Угрюм-река (Шишков) - страница 602

Нина низко опустила голову и, вытянув белые оголенные руки, обвила ими колени. Стального цвета бархат ее платья лежал печальными складками. Грустно поник на ее плече цветок пахучего ириса.

– Я еще раз хочу позвать тебя с собой, Нина, – едва сдерживая гнетущее чувство тоски, произнес Протасов и взял Нину за руку. В ее глазах мелькнула радость, но тотчас же померкла. – Можешь ты быть моей женой?

Нина продолжала сидеть молча. Она чуть поводила плечами. Ее подбородок вплотную прижался к прерывисто дышащей груди. Пальцы подергивались. Усыпанный алмазами большой изумруд в кольце сиял под снопами электрического света. Ей было стыдно глядеть в глаза Протасову. Тот заметил это и тоже опустил глаза.

– Я жду ответа, – склонив голову, каким-то обреченным, с трагической ноткой голосом проговорил Протасов.

Изумруд в кольце мигнул огнями и погас. Пространство пропало. Воздух отвердел.

– Нет, Андрей, – через силу сказала Нина.


После крепкого сна Прохор Петрович, подогнув под себя левую ногу, сидел в кабинете у стола, читал книгу, крутил на пальце чуб.

– А, здравствуйте! Вы – лечить меня? Вот и отлично. Вы пьете? Давайте выпьем. Этот не дает, мой-то, Ипполит-то... Как вас зовут?

– Доктор медицины Апперцепциус, Адольф Генрихович.

Широкоплечий, в белой фланелевой паре, психиатр заглянул в книгу:

– Ага! Гоголь? «Вий»? Бросьте эту ерунду. Лучше возьмите, ну, скажем, «Старосветских помещиков». Пить нельзя... Ерунда!.. Завтра исследую. Вы – здоровяк. А просто поддались.
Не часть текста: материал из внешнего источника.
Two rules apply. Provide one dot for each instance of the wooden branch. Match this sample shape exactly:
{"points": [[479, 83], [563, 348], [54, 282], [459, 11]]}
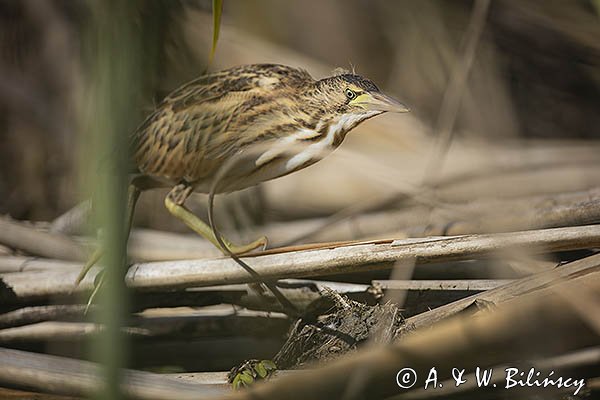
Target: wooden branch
{"points": [[447, 284], [358, 257], [478, 216], [513, 331], [577, 269], [157, 276], [31, 240], [188, 327], [81, 378], [31, 315], [73, 220]]}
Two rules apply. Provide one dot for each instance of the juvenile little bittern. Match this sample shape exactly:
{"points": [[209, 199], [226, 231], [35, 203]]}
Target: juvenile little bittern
{"points": [[200, 126]]}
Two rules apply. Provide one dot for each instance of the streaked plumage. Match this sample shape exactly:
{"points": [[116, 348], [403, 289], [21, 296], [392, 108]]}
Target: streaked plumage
{"points": [[273, 119], [206, 122]]}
Нельзя быть женщиной. Надо душевный иммунитет... Морфий к черту, кокаин к черту. Пусть бродяги нюхают.

Прохор проглотил накатившуюся слюну, улыбнулся виновато.

– А я все-таки, доктор, болен. Навязчивые идеи, что ли... Как это по-вашему? Черного человека сегодня видел. Вон там, возле камина, раза три.

– Чем занимались?

– Ведомости вот эти самые просматривал. Часов пять подряд.

– Ага, понятно. Закон контраста. Об этом законе еще Аристотель говорил. Если я буду пучить глаза не пять часов, а только пять минут на белую бумагу, а потом переведу взгляд на изразцы, на потолок, – обязательно черное увижу. Закон контраста. Ерунда.

– Значит, коньячку хлопнуть можно? Стаканчик... – опять сглотнул слюну Прохор.

– Нет, нельзя. – Психиатр внимательно перечитывал на ведомостях резолюции Прохора Петровича. Его взгляд споткнулся, как на зарубке, на подчеркнутой синим карандашом фамилии «Юрий Клоунов». Он спросил: – Ну, а, скажем, клоуна вы не видели сегодня?

Прохор ткнул в психиатра пальцем и, радостно захохотав, крикнул:

– Видел! Ей-Богу, видел!.. Голубого... Да ведь я с ним знаком. От Чинизелли. Мы с ним в прошлом году в Питере у Палкина кутнули. Но как же вы... – Психиатр в упор, не улыбаясь, смотрел ему в глаза. Прохор смутился. Робко спросил: – Откуда вы знаете про клоуна?